Yen Leng Ong, country executive, south east Asia, Northern Trust, notes that Asia’s financial infrastructure is young in comparison to other continents, which presents both opportunities and challenges. Opportunities are arising from advanced technologies that create agile infrastructure to adapt to new solutions and services. However, the regulations to support the new advancement are not in line with the capabilities. For example, regulation on crypto assets versus the consumption of the cryptocurrencies.

Yen Leng also draws attention to increased ESG investment by large asset owners in Asia, pushing up demand for assessing the performance measurement approach on this asset class. The near-term asset servicing client expectations are to see automation for investment in unlisted assets.

Currently the majority of contracts are in paper form, shifting from one stakeholder to another, and making the data-capturing process challenging.

“Singapore remains as an attractive hub for many financial institutional investors who have an eye for South Asia investment, due to its strategic location and purposeful infrastructure presence, including a forward-thinking financial regulator and sound governance in security,” Leng Ong says.

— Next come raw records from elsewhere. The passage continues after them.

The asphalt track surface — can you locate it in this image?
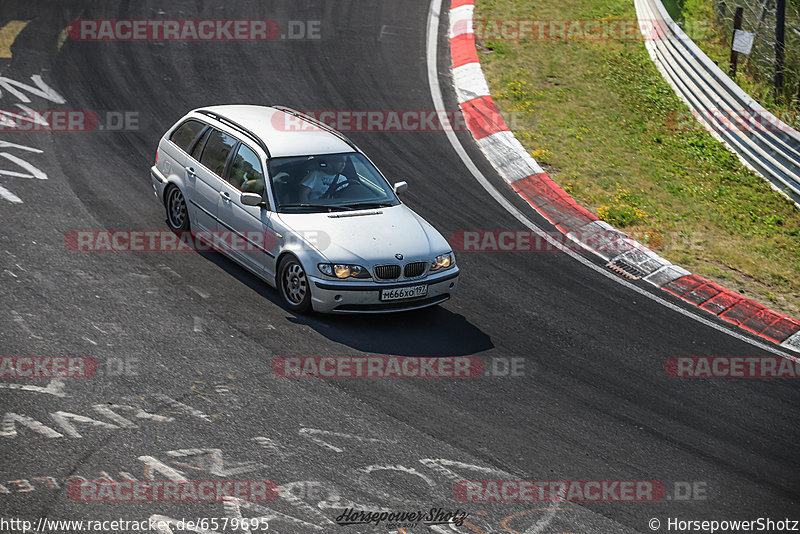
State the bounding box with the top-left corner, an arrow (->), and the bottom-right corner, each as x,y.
0,1 -> 798,533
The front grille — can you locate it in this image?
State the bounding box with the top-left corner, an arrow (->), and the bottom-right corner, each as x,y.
374,264 -> 401,280
403,261 -> 428,278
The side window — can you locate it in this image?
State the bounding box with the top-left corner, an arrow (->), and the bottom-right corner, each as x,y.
228,144 -> 265,195
169,120 -> 205,153
190,128 -> 211,160
199,129 -> 237,177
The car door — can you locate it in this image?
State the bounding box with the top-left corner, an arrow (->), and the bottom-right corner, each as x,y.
161,119 -> 215,229
191,127 -> 237,232
216,142 -> 278,278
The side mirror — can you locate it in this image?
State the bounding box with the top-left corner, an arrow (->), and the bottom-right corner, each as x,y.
393,181 -> 408,194
240,192 -> 265,207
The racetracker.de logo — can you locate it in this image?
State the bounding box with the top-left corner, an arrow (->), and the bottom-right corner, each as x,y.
454,480 -> 666,502
271,356 -> 484,378
665,109 -> 800,134
67,19 -> 321,41
65,230 -> 279,253
68,480 -> 279,502
270,110 -> 492,133
0,110 -> 97,132
0,356 -> 97,378
664,356 -> 800,378
456,19 -> 672,41
449,229 -> 649,253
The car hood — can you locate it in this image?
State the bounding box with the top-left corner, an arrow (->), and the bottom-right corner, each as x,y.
275,204 -> 450,264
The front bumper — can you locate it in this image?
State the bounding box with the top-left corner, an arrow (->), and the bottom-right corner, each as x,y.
151,165 -> 168,203
308,268 -> 459,313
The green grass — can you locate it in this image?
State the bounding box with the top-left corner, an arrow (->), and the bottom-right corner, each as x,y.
475,0 -> 800,317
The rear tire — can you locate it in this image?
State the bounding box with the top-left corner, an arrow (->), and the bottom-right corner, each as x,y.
277,256 -> 312,313
165,186 -> 190,231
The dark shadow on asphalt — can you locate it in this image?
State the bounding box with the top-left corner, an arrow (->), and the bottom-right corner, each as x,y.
288,306 -> 493,357
198,250 -> 493,357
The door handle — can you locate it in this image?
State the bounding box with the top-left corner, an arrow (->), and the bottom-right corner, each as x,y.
185,166 -> 196,178
219,191 -> 231,202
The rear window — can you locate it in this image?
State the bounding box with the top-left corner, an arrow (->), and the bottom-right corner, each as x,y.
200,129 -> 237,177
169,119 -> 205,153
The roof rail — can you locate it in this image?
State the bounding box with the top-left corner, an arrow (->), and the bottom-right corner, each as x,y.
271,106 -> 358,150
195,109 -> 271,158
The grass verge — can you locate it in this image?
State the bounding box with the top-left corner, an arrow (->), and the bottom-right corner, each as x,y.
474,0 -> 800,317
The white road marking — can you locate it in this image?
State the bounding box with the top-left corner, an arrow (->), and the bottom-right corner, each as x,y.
252,436 -> 286,457
93,403 -> 174,427
91,323 -> 109,334
151,393 -> 212,421
299,427 -> 396,453
0,74 -> 66,104
0,379 -> 66,397
0,152 -> 48,179
2,104 -> 51,128
158,264 -> 182,277
138,456 -> 188,481
426,0 -> 796,359
166,448 -> 263,476
0,185 -> 22,204
278,481 -> 338,526
49,411 -> 119,438
10,310 -> 43,339
0,140 -> 43,152
193,316 -> 203,332
190,285 -> 210,299
0,412 -> 63,438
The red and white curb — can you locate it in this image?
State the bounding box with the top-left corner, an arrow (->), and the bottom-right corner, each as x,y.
446,0 -> 800,352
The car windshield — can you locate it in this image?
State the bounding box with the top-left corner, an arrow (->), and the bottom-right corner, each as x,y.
268,153 -> 400,212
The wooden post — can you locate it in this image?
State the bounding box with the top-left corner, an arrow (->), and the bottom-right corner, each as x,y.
729,7 -> 744,77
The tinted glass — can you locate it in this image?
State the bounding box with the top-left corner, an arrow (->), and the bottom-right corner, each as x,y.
228,144 -> 265,195
190,128 -> 211,160
199,129 -> 237,177
268,153 -> 399,211
169,120 -> 205,153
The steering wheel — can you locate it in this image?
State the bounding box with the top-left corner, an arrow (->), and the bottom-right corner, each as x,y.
323,177 -> 357,199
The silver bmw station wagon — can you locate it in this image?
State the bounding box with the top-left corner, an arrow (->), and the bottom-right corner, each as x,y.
150,105 -> 458,313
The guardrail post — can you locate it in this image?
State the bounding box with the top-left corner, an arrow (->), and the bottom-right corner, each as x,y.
729,7 -> 744,77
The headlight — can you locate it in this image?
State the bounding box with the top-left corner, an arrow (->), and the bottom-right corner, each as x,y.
430,253 -> 453,271
318,263 -> 371,279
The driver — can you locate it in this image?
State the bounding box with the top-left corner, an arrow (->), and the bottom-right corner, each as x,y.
299,155 -> 347,201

Major players in the financial services industry are seldom modest about the contribution they make to ongoing development in Asia. At the start of this year, for instance, HSBC issued a bulletin to highlight that it had become the first international custodian to facilitate a qualified foreign trade on the Beijing Stock Exchange (BSE).

The trade was placed by Samsung Securities for its underlying product – Samsung RMB Qualified Foreign Institutional Investor Trust. Samsung Securities, for the benefit of those who might not know, is a top-tier broker dealer in South Korea, which has been actively investing in China.

BSE commenced trading on 15 November 2021, marking what HSBC describes as a “key step forward” in China’s efforts to spur innovation and to improve capital financing for small- and medium-sized enterprises. It is the third stock exchange in the mainland, in addition to two existing bourses in Shanghai and Shenzhen.

Suvir Loomba, global head of direct custody and clearing at HSBC, says: “This first trade emphasises our commitment to be the go-to bank for QFIs in China. Our swift response to BSE’s establishment allows our clients to access the new stock exchange in China once they wish to.”

HSBC adds that as of early December 2021, 663 offshore institutions had obtained QFI licenses, according to the China Securities Regulatory Commission, among which HSBC services 248 QFIs as an onshore custodian bank.